Barber signed with the Las Vegas Raiders off Washington's practice squad on September 4, 2021. Barber's contract expired in March 2022.

=== BC Lions ===
On December 17, 2025, and after having not played in a professional football game in over five years and having been a free agent for three, Barber resumed his career by signing with the BC Lions of the Canadian Football League (CFL).

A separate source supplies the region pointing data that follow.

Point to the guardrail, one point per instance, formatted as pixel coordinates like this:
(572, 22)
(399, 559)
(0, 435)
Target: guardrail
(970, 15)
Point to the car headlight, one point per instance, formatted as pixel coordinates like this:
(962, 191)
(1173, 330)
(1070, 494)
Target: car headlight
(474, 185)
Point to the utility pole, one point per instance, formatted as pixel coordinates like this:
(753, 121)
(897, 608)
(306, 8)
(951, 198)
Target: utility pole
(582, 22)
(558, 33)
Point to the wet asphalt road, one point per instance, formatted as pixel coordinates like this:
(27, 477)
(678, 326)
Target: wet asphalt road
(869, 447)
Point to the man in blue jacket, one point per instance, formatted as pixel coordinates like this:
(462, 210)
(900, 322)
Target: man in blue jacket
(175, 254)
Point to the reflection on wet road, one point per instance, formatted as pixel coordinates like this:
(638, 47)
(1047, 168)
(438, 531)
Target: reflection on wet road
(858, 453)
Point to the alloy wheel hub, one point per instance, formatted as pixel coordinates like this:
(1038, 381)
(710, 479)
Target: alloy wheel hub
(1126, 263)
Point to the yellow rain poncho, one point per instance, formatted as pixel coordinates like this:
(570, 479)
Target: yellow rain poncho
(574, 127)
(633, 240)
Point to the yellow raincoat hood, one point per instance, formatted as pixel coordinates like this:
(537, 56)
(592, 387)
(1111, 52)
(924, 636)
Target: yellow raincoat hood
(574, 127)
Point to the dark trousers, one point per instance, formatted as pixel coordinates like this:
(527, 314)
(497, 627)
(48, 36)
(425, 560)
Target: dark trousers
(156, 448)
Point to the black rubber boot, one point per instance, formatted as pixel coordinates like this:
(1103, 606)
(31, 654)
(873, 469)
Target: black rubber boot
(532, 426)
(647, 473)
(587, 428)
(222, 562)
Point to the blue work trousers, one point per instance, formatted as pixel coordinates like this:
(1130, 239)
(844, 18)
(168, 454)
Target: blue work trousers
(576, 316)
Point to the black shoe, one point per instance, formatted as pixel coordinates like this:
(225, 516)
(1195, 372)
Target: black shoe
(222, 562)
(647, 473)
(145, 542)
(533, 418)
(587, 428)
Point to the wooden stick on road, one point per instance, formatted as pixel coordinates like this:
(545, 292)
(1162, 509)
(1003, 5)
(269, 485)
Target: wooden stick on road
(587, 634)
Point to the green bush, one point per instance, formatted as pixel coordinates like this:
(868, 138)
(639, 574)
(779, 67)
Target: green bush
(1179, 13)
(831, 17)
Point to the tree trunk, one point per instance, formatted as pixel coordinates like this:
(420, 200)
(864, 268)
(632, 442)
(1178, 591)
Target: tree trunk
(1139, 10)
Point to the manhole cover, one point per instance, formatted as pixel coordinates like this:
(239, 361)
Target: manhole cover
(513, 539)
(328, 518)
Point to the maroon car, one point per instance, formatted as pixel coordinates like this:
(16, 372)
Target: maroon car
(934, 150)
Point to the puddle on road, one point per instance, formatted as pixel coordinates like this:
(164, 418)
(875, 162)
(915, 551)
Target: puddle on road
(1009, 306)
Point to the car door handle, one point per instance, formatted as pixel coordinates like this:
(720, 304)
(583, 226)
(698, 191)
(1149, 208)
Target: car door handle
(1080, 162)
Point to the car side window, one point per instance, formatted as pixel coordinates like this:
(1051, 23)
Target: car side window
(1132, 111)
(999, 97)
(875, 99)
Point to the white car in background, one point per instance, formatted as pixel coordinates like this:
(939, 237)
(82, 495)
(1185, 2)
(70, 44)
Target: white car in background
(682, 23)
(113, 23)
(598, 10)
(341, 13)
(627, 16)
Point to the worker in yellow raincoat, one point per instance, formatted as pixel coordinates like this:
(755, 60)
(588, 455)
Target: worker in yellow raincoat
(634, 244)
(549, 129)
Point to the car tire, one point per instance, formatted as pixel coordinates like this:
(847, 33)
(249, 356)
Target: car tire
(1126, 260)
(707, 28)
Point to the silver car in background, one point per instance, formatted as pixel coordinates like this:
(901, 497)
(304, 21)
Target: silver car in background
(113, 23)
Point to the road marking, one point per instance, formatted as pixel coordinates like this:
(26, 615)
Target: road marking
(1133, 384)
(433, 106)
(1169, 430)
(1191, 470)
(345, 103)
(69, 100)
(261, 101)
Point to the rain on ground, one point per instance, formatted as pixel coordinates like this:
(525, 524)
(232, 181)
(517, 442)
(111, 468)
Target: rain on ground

On May 18, 2026, Barber was released by the Lions.

==Career statistics==

===NFL===

| Year | Team | Games |  | Rushing |  |  |  |  | Receiving |  |  |  |  | Fumbles |  |
| GP | GS | Att | Yds | Avg | Lng | TD | Rec | Yds | Avg | Lng | TD | Fum | Lost |
| 2016 | TB | 15 | 1 | 55 | 223 | 4.1 | 44T | 1 | 5 | 28 | 5.6 | 11 | 0 | 0 | 0 |
| 2017 | TB | 16 | 4 | 108 | 423 | 3.9 | 34 | 3 | 16 | 114 | 7.1 | 34 | 0 | 2 | 1 |
| 2018 | TB | 16 | 16 | 234 | 891 | 3.7 | 28 | 5 | 20 | 92 | 4.6 | 21 | 1 | 1 | 1 |
| 2019 | TB | 16 | 7 | 154 | 470 | 3.1 | 17 | 6 | 16 | 115 | 7.2 | 16 | 1 | 1 | 1 |
| 2020 | WAS | 16 | 2 | 94 | 258 | 2.7 | 15 | 4 | 4 | 12 | 3.0 | 7 | 0 | 0 | 0 |
| 2021 | LV | 10 | 1 | 55 | 212 | 3.9 | 27 | 2 | 10 | 67 | 6.7 | 23 | 0 | 2 | 0 |
| Career |  | 89 | 31 | 700 | 2,457 | 3.5 | 44 | 21 | 71 | 428 | 6.0 | 34 | 2 | 6 | 3 |

===College===

| Year | Team | GP | Rushing |  |  |  | Receiving |  |  |  |
| Att | Yds | Avg | TD | Rec | Yds | Avg | TD |
| 2014 | Auburn | 5 | 10 | 54 | 5.4 | 0 | 0 | 0 | 0.0 | 0 |
| 2015 | Auburn | 13 | 238 | 1,017 | 4.3 | 13 | 11 | 112 | 10.2 | 0 |
| Career |  | 18 | 248 | 1,071 | 4.3 | 13 | 11 | 112 | 10.2 | 0 |

==Personal life==
Barber was diagnosed with attention deficit hyperactivity disorder (ADHD) when he was in middle school and with dyslexia in 2014.

Barber appeared on HBO's Vice premiering on March 31, 2017. The episode titled "End Of Amateurism" was about recent lawsuit claims against the NCAA. The episode chronicled him opting for the NFL draft rather than finishing his education due to financial reasons. He is the cousin of running back Jeremy Langford.